Use it in the museum during or after any discussion. You can also use it at the end of your programme as an ‘exit ticket’ as part of your conclusion.

A strong conclusion as I talked about in How to End Well includes a chance to look inwards and turn outwards. Using a thinking routine like Take Note helps you to structure the looking inwards part. It gives you and your participants a chance to think about what has happened over the course of the programme (and why it matters). It also gives the group a chance to connect together one last time.

If you’re using it as an exit strategy you can choose whether you collect thoughts on post-it notes anonymously or ask everyone to make their thinking visible individually or in small groups. 

I’ve used this recently in my VTMO Intermediate course as a way of reflecting on what we’ve discovered together in our live classes but I can see how this thinking routine would work really well on guided tours and museum programmes too as an alternative to things like Headlines and I used to think… Now I think

3. Creating Space for Learning

This is a brand new thinking routine that I came across when I was updating my Ultimate Thinking Routine list recently. This thinking routine was developed as part of the ID Global, Reimagining Migration project at Project Zero, Harvard Graduate School of Education. This thinking routine is essentially a grounding exercise that helps us to prepare for any programme, class or task. It actually can be used by anyone and anywhere, not just in the museum or classroom. You might want to think about using this before a big presentation or a speech that you have to give. 

I think that this thinking routine has huge potential for use at the start of a museum or gallery programme to facilitate the transition from wherever your participants have just come from (school, work, home) with whatever that has thrown at them (ie traffic jams, delays, stress, busyness) to where they are now in the museum space. This thinking routine could be used in your introduction or as a warm-up to get participants in the right frame of mind for what’s to come.

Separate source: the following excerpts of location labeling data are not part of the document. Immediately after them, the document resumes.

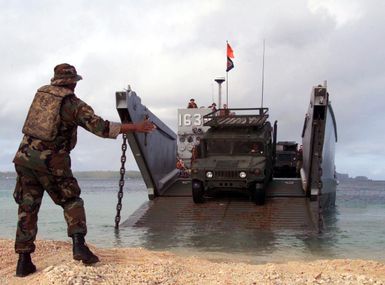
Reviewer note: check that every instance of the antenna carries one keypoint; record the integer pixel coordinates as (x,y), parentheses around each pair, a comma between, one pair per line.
(263,72)
(219,80)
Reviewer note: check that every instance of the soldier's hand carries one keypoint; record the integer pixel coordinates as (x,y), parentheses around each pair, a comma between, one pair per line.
(144,127)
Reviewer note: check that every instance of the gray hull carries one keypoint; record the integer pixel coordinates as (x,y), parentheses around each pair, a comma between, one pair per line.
(319,136)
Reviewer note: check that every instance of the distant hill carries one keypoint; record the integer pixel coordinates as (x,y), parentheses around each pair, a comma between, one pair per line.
(88,174)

This routine could help to create a calm environment prior to a programme focusing on slow looking or one that deals with sensitive issues or difficult history. Taking a moment to notice what is on your mind, setting aside certain things and keeping others at the centre will help to make space for any new learning or discoveries to take place.

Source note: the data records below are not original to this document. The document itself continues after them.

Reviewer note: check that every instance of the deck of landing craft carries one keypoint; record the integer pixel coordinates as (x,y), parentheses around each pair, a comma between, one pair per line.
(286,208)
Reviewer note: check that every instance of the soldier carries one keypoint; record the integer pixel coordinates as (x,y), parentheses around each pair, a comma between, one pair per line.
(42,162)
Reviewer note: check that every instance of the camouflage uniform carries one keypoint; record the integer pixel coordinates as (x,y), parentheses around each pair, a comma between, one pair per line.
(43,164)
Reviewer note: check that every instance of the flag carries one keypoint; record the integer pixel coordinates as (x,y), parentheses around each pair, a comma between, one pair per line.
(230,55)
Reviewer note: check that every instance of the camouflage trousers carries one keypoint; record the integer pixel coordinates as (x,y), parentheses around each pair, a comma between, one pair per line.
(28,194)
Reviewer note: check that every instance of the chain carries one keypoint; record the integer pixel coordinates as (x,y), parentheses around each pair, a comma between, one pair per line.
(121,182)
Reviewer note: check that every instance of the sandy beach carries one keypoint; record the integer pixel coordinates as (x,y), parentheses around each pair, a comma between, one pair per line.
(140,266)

These sorts of mindful, grounding exercises are a helpful way to anchor your participants in the present, not in what just happened 10 minutes before they arrived. This particular routine is also a useful way to avoid getting overwhelmed or distracted by what’s on your mind by allowing us to focus on the present, what’s happening right now.  

Here’s how it works. Creating Space for Learning has 4 steps: Breathe, Notice, Set Aside and Keep at the Centre. 

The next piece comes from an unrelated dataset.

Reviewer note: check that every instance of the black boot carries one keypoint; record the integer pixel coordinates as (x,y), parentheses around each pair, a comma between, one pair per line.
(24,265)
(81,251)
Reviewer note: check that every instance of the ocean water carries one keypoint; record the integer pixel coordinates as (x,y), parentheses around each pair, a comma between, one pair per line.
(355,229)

CREATING SPACE FOR LEARNING

Breathe: Find a comfortable posture and take your time to breathe three times deeply. 

Notice: What is on your mind and in your heart at this moment? Write or draw your inner thoughts and feelings inside the circle. 

Set aside: What feelings and thoughts might you need to set aside for now to learn today? Gently “move” these to the margin of the page. 

Keep at the centre: What feelings and thoughts might you want to keep or bring to your mind and heart as you prepare to learn today? Gently bring them to the centre. With these thoughts and feelings in mind, take a few final deep breaths and slowly turn to your learning

Depending on what the group needs you could choose to modify the steps of the routine to Breathe, Notice and Keep at the Centre. Or use this modification at the end of the programme to reflect on what has just happened. 

Conclusion

These three thinking routines can be useful additions to any museum or gallery program. They each offer unique benefits and can help your participants engage with objects and artwork at a deeper level. By incorporating these routines into your programmes, you can help to create a space for learning that encourages curiosity, reflection, and creativity. Which of these are you going to try out? Let me know I’d love to hear all about it and how you get on.